Apesar do estabelecimento de fronteiras com o governo francês em 1886, quando Ziguinchor deixou de estar sob o domínio português, a população local continuou falando uma variedade do crioulo de Cacheu, com influência do crioulo de Bissau (ambos variedades do crioulo da Guiné-Bissau), mas com características gramaticais e lexicais próprias.

Os fijus di terra eram os proprietários da terra, diferenciavam-se dos outros grupos étnicos por esta língua crioula, pela religião católica pelas maneiras, hábitos e roupas europeias.

Talvez a característica mais destacada desta população era o bem conhecido Domingo de Ziguinchor no qual as pessoas iam à missa e andavam elegantemente de paletó e chapéu pelas ruas e jardins de Ziguinchor.

Por isso, para os franceses, os crioulos fossem os interlocutores por excelência com o resto dos habitantes. E eles mesmos foram obrigados a aprender o crioulo, língua que era bem mais fácil que as outras línguas nativas para a aprendizagem de um europeu.

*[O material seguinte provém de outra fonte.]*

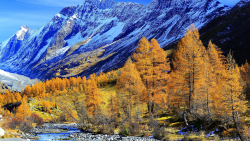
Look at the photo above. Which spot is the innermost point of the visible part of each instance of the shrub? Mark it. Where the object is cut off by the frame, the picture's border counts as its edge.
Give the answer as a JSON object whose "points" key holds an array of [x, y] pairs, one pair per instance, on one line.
{"points": [[124, 131], [25, 126], [34, 118]]}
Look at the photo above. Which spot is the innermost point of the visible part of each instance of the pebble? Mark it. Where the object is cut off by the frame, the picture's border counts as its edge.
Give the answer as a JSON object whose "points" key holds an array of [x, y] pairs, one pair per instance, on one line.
{"points": [[100, 137]]}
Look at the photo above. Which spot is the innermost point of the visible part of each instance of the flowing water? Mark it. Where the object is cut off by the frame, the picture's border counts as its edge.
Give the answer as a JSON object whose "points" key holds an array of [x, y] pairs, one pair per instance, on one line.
{"points": [[58, 136]]}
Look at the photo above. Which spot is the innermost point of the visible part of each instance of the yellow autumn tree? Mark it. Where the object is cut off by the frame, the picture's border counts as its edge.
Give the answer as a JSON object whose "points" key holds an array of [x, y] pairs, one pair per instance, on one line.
{"points": [[233, 104], [23, 111], [93, 99], [129, 88], [245, 72], [187, 75], [153, 67]]}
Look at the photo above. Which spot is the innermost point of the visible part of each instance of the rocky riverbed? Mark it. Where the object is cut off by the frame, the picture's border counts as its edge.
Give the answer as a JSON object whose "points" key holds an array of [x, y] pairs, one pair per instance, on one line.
{"points": [[100, 137], [71, 132]]}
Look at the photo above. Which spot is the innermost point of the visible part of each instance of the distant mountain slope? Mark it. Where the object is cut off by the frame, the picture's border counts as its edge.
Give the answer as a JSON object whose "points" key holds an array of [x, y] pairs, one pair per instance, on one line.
{"points": [[4, 87], [231, 31], [100, 35]]}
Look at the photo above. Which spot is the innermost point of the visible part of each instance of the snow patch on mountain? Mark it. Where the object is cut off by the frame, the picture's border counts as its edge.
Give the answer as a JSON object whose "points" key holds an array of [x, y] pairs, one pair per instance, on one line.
{"points": [[118, 26], [20, 34]]}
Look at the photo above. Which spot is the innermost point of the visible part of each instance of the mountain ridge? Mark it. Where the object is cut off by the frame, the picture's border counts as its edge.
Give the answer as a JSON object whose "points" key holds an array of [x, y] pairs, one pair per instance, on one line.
{"points": [[103, 34]]}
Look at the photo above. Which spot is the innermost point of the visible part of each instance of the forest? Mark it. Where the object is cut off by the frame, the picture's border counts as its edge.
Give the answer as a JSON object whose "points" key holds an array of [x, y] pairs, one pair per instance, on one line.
{"points": [[196, 88]]}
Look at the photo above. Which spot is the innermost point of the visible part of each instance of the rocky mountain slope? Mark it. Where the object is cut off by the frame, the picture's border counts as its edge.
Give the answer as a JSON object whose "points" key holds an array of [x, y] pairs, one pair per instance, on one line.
{"points": [[100, 35], [231, 31]]}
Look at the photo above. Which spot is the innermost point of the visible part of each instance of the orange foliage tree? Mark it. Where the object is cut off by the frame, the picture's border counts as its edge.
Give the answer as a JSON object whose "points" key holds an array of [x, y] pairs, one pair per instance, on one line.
{"points": [[129, 88], [93, 99]]}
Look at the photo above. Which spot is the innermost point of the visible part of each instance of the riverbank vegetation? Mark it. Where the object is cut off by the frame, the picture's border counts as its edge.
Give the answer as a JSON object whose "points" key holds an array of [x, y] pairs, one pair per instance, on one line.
{"points": [[198, 91]]}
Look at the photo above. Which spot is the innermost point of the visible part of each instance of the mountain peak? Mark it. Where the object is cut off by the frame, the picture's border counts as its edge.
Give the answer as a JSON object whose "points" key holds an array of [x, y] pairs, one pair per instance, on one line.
{"points": [[23, 30], [242, 3], [102, 4]]}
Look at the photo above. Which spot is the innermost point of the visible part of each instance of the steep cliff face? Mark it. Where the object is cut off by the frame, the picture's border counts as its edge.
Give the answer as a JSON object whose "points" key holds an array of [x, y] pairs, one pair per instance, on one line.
{"points": [[100, 35], [231, 31]]}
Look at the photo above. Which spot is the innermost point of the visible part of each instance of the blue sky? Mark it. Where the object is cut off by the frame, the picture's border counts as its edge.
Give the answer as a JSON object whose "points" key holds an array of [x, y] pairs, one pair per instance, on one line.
{"points": [[37, 13]]}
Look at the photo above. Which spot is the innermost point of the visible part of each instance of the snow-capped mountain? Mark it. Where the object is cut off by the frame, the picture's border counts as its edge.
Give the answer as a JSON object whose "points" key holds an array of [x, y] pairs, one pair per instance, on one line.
{"points": [[100, 35]]}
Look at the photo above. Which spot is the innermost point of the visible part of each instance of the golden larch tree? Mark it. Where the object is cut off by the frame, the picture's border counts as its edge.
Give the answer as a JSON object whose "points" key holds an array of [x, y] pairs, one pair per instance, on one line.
{"points": [[129, 88]]}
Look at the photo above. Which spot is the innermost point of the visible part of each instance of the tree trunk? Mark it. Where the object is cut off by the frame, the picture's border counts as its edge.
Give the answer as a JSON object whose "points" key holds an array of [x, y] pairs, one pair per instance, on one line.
{"points": [[237, 125], [184, 116]]}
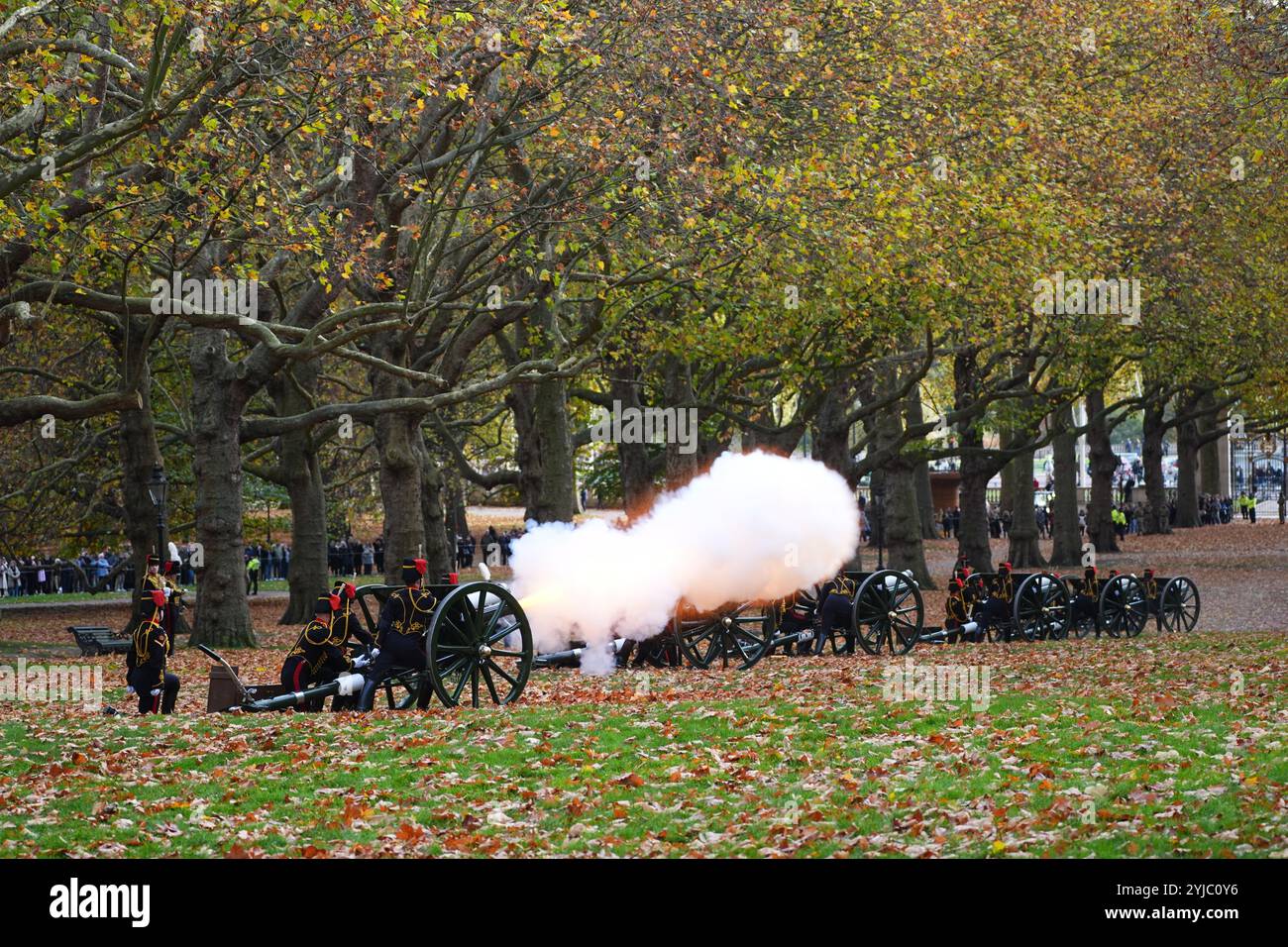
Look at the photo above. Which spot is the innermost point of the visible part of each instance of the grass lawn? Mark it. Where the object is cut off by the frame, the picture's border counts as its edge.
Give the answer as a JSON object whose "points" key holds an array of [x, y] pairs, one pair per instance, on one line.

Mesmo os funcionários da região norte que os franceses mandavam vir devido ao fato de serem mais escolarizados que os do sul, aprendiam rapidamente a falar o crioulo, este era a língua mais falado pelos habitantes, e até as outras etnias da região aprendiam o crioulo por ser a língua do comércio. Não só devido à proximidade com a Guiné-Bissau e ao contrabando que se fazia entre os dois países, mas ainda ao comércio do mercado local que atraia os camponeses do interior.

Actualmente os laços com a Guiné-Bissau ainda são muito fortes, desde laços familiares, sociais, religiosos e étnicos, de tal forma que em 1985 num questionário, 70% respondeu já ter visitado a Guiné-Bissau. E mesmo apesar do crioulo de Ziguinchor ser do tipo do crioulo de Cacheu a influência do de Bissau faz ainda presença em Ziguinchor.

Para além dos fijus di terra terem vindos da Guiné-Bissau principalmente durante a guerra colonial muitos refugiados, como os Mandjak, os Manggne e os Pépel, também reforçaram a população crioula. Nas famílias mais ricas ainda é tradição se casar com membros das de Bissau ou Cacheu.

Numa pirâmide que ilustra a estrutura social de Ziguinchor pode-se colocar quatro pilares: no mais alta os fijios di fidalgu a seguir os fijus di terra em seguida os Madjak vindos da Guiné-Bissau e por fim as outras etnias locais.

Durante a década de 1950 ocorreu o êxodo do campo para a periferia de Ziguinchor, e o crioulo tornou-se na língua de comunicação inter-étnica, e previa-se que esta seria uma forma de homogeneizar o sul do Senegal, Casamansa.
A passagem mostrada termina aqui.